On April 23, a Youtube video titled “H2Occupy SUNY New Paltz” was released. The video has garnered more than 1,400 views to date and features New Paltz students stating facts about disposable water bottles and promoting the event.

Schatz said he thinks people got excited about it and shared the video because of all the familiar faces.

“We purposely tried to get in contact with people that a lot of people would know, so that it would become clear that this is something that we all want to do,” he said.

Following the event, the petitions have been circulated by students and received more than 400 signatures, Schatz said.

The negative responses to the proposed ban have mostly come from those who rely on the convenience of bottled water, Schatz said. He said the majority of them are not informed about bottle usage and are “apathetic” toward it.

Although the Hydration Committee heavily researched hydration stations like the one in Crispell Hall, Schatz said they found them to be unsustainable, as they use a lot of energy, are costly and difficult to manage.

Obach said the college is working to create facilities that better accommodate those who bring their own reusable bottles, such as having taller spouts on water fountains.

“Ideally everyone will eventually have their own bottle and make use of those services. People who still want to waste their money on bottled water can buy them elsewhere,” he said. “But hopefully the campus ban would raise their consciousness and lead them to ask, ‘Why am I the only one drinking out of this wasteful, expensive, disposable bottle?’”

Fabiani and Schatz presented alongside the Hydration Committee at the CAS Board meeting on Wednesday. They proposed renovating the current water fountains with gooseneck additions and Fabiani said their message was well received.

“They are really excited about the gooseneck idea and eager to work on the logistics of it all and begin installing them,” Fabiani said. “Overall, the CAS Board is in favor of the ban and phasing out the sale of disposable plastic water bottles from campus. We are all continuing to work in this direction towards creating a more sustainable New Paltz.”

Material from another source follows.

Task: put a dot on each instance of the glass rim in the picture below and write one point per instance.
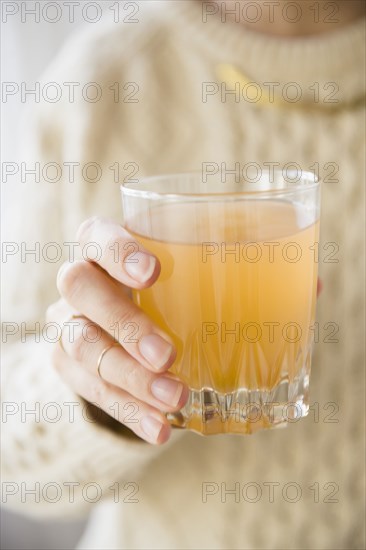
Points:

In the end, Schatz said a major part of this endeavor is that New Paltz would be the first SUNY school to put this ban into action and could serve as a model for other institutions.

“A really big part of this is that we would be the first SUNY school to make this change and the ultimate goal of this would be to start an avalanche effect of other SUNY schools supporting it,” he said. “I think if we were to make this change it would say a lot about our values as a school and it would just set a really good example for all the SUNY schools.”